British viewers only have the annual two-hour Christmas episode remaining this season, an installment that features the return of Shirley MacLaine as Martha Levinson and the first appearance by Paul Giamatti as the previously referenced, but unseen Harold.
American audiences, however, have the entire fourth season ahead of them, with new episodes premiering on "Masterpiece" starting on January 5 and running through February 23, 2014.
"Like millions of other 'Downton Abbey' fans, I can't wait to see what's next for the Crawley family," states Paula Kerger, President and CEO of PBS. "We're proud to be the home of this extraordinary entertaining series, and, along with our stations, we look forward to sharing Season 4 with U.S. audiences."
Adds "Masterpiece" EP Rebecca Eaton, "As American audiences ready themselves for the January 5 premiere of Season 4, our devoted 'Dowton Abbey' fans will rest easy knowing that a fifth season is on the way."
"Downton Abbey" won six Emmys for its first season, including a category fudging prize for Outstanding Miniseries or Movie.

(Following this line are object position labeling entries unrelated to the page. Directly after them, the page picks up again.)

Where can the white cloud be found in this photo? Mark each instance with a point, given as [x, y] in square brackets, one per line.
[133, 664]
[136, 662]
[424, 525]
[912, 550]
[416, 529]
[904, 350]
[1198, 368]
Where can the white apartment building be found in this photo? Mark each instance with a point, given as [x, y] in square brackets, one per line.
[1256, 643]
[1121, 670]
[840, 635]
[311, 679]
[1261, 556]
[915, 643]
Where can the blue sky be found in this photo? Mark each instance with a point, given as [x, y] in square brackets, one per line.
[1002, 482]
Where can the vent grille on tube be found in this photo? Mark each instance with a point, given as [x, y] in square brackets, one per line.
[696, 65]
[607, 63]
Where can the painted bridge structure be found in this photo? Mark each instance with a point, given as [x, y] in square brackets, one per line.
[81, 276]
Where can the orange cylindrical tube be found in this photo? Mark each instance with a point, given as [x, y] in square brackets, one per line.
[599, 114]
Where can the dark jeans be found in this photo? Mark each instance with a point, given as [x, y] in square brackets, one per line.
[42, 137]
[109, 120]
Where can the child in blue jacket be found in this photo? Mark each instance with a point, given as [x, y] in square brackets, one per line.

It shifted over to the more appropriate Drama category in its second season and was nominated for Outstanding Drama Series and won a trio, including a trophy for Maggie Smith. This past year, "Downton Abbey" won only for John Lunn's music, but picked up another Drama Series nod.
As always, I'd politely advise anybody not watching the show Across the Pond and not illegally downloading episodes to avoid Googling basically anything involving "Downton Abbey," for fear of unavoidable spoilers.
And it's only two months until another Television Critics Association press tour rolls around and reporters can ask Kerger why PBS doesn't get closer to day-and-date with its "Downton Abbey" premiere and Kerger replies with a variation on this refrain
or perhaps this refrain.
Excited? And remember: NO SEASON 4 SPOILERS!